El momento en que le presentaban a la madre de un hijo secuestrado siempre resultaba tenso. Si no le gustabas, daba igual lo que dijera el marido, ibas a perder el trabajo. Boxer suscitaba sentimientos muy fuertes. O bien inspiraba una confianza total o un desagrado profundo. Había acabado dándose cuenta de que las mujeres de hombres muy ricos solían meterle en la segunda categoría. No les gustaba que fuera independiente, que no le impresionara la riqueza, que no le apabullaran la posición social o la fama, y que no hubiera ni un ápice de servilismo en su naturaleza. Lo habían despedido en vestíbulos de Miami, São Paulo, Nassau, Manila y Johannesburgo.
En un primer momento, a Boxer le había preocupado el tipo de complejo residencial en el que vivía la mujer. Pero, en cuanto se miraron y se dieron la mano, Boxer supo que Isabel Marks no era de esas personas con las que te encuentras en el vestíbulo de una casa de diez millones de libras.
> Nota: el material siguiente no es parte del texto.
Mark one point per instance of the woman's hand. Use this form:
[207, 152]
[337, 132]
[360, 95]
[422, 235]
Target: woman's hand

No había ni artificiosidad ni intención de disfrazar su terrible sufrimiento. No había barreras y Boxer tuvo acceso directo a la persona. Tuvo esa extraña sensación que quizá experimenten los niños cuando miran a su madre a los ojos: confianza total, fe ciega, certidumbre absoluta. La presentación tuvo un efecto sísmico en él porque aquellas convicciones hacía tiempo que estaban ausentes de su propia vida. Le sorprendió sentir un anhelo distante, que se volvió más agudo si cabe por el hecho de que se trataba de algo que hasta entonces no había experimentado.
La mujer retiró la mano y volvió a la protección que le ofrecían los brazos de su exmarido, quien la guio por el pasillo. Isabel no pudo evitar mirar por encima del hombro, perpleja, mientras los ojos verdes de Boxer seguían cada uno de sus movimientos. Fueron a la cocina, que estaba en la parte trasera de la casa y daba a un jardín en el que había unos limeros enormes. La mujer se excusó diciendo que iba a lavarse la cara y a retocarse el maquillaje.
—¿Dónde está Jo? —le preguntó D’Cruz cuando volvió.
—Se ha visto obligada a marcharse.
—¿Se ha visto obligada?
—Nos estábamos poniendo de los nervios. Cabe la posibilidad de que ahora mismo esté muy sensible y sea difícil tratar conmigo.
—Y una mierda —comentó D’Cruz. A Boxer le sorprendió que utilizara palabrotas en un idioma que no era el suyo—. Es una egocéntrica, nada más. No tiene compasión. No tiene empatía. Lo más seguro es que esté observando la situación desde el punto de vista de la tía de Alyshia.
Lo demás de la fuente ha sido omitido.